Blake Corum's ability to keep his feet moving, cut, and explode on a dime are reminiscent of the way Le'Veon Bell operated in his prime with the Pittsburgh Steelers. Corum has the best improvisational running skills of any running back in this class entering the 2023 season, but what makes his cuts so devastating are the suddenness with which they occur. Once Corum makes that jump-cut, he usually has nothing but green grass in front of him.

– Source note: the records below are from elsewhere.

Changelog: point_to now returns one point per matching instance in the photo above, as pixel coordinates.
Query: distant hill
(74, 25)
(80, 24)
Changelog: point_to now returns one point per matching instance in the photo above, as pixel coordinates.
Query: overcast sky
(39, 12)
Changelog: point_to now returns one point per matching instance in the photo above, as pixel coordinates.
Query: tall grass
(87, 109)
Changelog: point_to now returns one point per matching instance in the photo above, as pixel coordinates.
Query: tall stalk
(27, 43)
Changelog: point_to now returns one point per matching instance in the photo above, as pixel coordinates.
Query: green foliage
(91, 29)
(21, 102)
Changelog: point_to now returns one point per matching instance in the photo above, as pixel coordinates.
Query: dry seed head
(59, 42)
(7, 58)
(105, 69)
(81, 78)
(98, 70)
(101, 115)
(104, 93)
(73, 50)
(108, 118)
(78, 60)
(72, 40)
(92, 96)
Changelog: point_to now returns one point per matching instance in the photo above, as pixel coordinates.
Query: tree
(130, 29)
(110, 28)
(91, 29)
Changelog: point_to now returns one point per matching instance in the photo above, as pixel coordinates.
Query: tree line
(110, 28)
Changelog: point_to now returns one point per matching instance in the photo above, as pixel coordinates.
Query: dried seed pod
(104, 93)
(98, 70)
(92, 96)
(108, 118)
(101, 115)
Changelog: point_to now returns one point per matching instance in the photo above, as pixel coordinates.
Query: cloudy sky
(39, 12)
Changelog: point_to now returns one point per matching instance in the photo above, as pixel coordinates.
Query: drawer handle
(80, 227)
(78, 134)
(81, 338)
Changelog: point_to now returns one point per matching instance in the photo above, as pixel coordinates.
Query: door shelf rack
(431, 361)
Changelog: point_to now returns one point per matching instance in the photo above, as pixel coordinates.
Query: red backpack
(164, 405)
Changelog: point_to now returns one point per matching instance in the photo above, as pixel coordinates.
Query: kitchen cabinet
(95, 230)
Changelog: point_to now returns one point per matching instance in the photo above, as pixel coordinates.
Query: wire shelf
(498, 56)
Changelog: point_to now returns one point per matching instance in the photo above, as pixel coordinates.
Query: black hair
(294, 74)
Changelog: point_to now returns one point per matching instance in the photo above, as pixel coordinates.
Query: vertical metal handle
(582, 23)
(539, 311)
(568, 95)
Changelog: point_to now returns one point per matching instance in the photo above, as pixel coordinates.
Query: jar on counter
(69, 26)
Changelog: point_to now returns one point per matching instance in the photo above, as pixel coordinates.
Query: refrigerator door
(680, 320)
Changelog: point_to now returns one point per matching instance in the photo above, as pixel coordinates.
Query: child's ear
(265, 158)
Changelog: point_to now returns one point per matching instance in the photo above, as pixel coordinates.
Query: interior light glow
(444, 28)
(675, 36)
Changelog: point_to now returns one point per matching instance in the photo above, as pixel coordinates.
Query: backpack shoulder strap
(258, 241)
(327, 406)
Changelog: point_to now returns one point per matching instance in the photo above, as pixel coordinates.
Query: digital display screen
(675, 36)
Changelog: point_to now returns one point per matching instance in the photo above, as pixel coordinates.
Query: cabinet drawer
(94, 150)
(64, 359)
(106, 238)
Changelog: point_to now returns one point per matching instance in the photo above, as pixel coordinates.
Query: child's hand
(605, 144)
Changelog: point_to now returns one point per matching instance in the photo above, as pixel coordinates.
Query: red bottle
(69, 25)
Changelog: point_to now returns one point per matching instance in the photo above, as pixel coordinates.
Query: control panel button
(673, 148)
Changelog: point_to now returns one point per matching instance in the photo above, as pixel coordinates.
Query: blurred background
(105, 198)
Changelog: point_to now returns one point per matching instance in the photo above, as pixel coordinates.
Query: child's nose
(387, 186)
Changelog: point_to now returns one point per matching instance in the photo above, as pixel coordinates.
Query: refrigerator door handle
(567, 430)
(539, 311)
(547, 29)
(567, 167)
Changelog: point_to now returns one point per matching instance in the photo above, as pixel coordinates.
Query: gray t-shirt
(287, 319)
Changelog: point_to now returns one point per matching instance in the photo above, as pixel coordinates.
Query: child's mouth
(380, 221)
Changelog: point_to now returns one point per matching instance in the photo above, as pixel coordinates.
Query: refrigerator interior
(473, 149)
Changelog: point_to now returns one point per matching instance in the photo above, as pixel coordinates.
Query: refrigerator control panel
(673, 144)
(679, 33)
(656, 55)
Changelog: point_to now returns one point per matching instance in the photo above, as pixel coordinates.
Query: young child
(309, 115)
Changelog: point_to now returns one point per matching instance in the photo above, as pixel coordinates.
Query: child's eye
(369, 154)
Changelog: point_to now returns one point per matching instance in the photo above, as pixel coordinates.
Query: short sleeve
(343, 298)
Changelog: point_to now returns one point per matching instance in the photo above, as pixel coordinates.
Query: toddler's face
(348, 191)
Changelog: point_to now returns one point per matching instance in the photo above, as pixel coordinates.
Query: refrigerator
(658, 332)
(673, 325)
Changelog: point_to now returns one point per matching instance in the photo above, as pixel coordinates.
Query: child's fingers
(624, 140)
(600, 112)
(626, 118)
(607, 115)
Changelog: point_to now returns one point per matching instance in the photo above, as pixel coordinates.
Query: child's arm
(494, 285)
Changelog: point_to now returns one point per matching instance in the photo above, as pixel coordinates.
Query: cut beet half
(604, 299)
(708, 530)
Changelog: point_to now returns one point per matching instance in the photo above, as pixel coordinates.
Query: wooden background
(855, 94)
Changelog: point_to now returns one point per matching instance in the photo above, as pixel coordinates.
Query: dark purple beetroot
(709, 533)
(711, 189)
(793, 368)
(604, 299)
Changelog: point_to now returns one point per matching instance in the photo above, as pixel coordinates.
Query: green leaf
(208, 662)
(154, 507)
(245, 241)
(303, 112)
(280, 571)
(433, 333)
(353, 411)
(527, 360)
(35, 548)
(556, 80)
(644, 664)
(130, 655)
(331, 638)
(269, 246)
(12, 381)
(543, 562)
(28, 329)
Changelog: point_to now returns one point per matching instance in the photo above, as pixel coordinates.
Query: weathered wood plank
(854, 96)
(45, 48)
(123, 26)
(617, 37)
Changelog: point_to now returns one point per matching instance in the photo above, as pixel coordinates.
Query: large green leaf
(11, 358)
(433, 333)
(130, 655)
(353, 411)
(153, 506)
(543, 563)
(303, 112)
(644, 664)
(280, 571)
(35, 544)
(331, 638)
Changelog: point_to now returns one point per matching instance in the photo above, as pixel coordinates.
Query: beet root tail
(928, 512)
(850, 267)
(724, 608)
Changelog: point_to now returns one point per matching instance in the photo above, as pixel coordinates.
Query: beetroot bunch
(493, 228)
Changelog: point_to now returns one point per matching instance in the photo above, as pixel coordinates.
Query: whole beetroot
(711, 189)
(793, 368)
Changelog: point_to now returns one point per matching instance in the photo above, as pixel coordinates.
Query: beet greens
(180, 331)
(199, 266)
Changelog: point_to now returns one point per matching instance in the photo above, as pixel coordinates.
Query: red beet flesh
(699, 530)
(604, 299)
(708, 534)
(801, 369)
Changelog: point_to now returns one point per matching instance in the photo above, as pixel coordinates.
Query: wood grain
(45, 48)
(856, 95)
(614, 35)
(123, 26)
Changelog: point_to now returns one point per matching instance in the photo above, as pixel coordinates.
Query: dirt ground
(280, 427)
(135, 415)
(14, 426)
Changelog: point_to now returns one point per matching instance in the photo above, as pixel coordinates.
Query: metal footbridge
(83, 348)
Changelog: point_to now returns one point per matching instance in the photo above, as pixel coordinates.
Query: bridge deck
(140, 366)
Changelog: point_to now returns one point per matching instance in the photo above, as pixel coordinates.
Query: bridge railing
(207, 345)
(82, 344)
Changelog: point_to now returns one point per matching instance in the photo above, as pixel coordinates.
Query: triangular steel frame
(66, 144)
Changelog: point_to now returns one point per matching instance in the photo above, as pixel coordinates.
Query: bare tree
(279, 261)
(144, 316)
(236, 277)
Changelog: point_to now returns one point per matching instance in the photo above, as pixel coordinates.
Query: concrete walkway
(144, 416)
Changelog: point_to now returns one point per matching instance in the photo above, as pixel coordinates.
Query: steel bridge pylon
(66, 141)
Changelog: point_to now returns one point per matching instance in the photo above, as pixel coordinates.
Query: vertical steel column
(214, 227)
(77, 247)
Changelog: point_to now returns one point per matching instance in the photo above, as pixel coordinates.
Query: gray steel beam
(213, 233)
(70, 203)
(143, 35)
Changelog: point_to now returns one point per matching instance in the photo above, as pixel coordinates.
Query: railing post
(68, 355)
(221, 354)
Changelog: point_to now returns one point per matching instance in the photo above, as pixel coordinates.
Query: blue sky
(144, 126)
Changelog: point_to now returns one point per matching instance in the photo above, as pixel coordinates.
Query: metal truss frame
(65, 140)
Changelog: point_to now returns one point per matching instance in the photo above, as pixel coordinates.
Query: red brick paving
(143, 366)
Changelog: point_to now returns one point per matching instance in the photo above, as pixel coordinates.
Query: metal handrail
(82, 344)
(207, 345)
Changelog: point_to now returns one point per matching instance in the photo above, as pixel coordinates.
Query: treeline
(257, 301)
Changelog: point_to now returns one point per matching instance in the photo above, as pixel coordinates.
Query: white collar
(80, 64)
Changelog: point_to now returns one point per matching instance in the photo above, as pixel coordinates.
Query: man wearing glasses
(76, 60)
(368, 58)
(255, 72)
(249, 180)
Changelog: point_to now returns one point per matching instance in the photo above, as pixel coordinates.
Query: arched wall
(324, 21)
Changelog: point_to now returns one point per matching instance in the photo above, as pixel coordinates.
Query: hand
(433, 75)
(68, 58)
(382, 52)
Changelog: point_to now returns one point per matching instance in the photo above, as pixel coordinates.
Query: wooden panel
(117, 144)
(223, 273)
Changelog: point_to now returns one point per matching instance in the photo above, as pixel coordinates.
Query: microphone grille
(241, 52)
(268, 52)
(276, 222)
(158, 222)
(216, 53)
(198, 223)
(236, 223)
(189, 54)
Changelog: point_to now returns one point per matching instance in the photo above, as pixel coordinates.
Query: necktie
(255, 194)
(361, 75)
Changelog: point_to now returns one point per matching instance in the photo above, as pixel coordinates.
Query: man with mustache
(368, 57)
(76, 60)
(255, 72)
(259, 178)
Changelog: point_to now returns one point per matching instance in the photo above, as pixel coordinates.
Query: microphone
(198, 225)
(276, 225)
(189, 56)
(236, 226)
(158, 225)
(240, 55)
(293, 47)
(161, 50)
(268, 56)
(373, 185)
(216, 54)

All he has to do to maintain the top running back spot in the 2024 NFL Draft is stay healthy. Corum suffered a sprained MCL against Illinois that ended his season the following week against Ohio State. He needed to undergo surgery to fix it. His burst is some of the best in the nation, as his 15 runs of 20 or more yards were tied for the seventh-most in college football. If Corum can continue to showcase his trademark agility and acceleration, he'll be the first running back to hear his name called in 2024.